Friday, December 10, 2010

Wikileaks and Freedom of Speech

These are early days, but I am very impressed with America's handling of Wikileaks. That Mr. Assange is doing well (albeit imprisoned), and that the leaks have not stopped coming out. This augurs well.

This is in stark contrast with the current Nobel Peace prize winner, Chinese dissident Mr. Liu Xiaobo who is currently languishing in a prison in North China.

The west certainly bestows upon those who can express themselves the freedom of expression. Prof. Noam Chomsky comes to mind (who seldom has a good thing to say about any power structure). As does Julian Assange. As also do the usual suspects(the KKK, the Neo Nazis et al.).

The problem with this freedom of expression is that it is selective. The rights of, say, the Iraqis who have been killed for no fault of their own have certainly been trampled upon.

The plight of silent victims is often ignored by the western system -- often with explicit knowledge of American authorities.
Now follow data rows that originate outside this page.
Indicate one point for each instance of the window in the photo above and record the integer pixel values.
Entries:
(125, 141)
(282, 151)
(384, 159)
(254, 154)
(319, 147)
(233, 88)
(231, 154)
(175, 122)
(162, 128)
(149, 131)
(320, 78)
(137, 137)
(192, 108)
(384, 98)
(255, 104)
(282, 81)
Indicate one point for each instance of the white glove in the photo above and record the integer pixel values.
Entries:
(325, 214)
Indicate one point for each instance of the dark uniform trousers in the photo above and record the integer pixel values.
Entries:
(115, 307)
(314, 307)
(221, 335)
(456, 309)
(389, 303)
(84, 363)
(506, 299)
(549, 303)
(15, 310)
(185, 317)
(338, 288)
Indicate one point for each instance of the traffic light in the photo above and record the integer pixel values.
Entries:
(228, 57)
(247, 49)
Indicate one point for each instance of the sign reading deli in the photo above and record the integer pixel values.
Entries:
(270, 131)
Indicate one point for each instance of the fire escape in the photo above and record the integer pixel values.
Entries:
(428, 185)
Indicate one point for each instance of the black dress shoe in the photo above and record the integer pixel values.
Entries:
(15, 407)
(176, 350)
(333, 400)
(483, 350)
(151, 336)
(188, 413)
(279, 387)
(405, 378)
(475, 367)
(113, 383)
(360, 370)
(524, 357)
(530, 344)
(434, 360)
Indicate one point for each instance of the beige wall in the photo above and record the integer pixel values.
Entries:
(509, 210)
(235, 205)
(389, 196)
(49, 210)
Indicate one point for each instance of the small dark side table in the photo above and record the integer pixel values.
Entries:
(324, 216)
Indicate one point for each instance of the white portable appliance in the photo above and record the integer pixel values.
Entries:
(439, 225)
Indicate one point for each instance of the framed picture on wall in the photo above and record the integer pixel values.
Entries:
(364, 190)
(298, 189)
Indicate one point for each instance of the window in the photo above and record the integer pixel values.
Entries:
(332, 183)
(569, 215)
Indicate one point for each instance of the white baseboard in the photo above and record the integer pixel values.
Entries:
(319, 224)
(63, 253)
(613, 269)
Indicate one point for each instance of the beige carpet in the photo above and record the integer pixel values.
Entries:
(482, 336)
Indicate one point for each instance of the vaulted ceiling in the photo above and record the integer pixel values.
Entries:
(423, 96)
This is what the Wikileaks cables are revealing.

And this is where I believe transparency is important. And this is where I think Mr. Assange has done the right thing. If the American people know how their government is exploiting people in the third world to "protect their freedom", certainly, they will vote differently. Maybe I am too naive, but I think this has the potential to create a paradigm shift in the way America (and the west) votes.

Mr. Assange will go into the history books as a hero. Of that I have no doubt.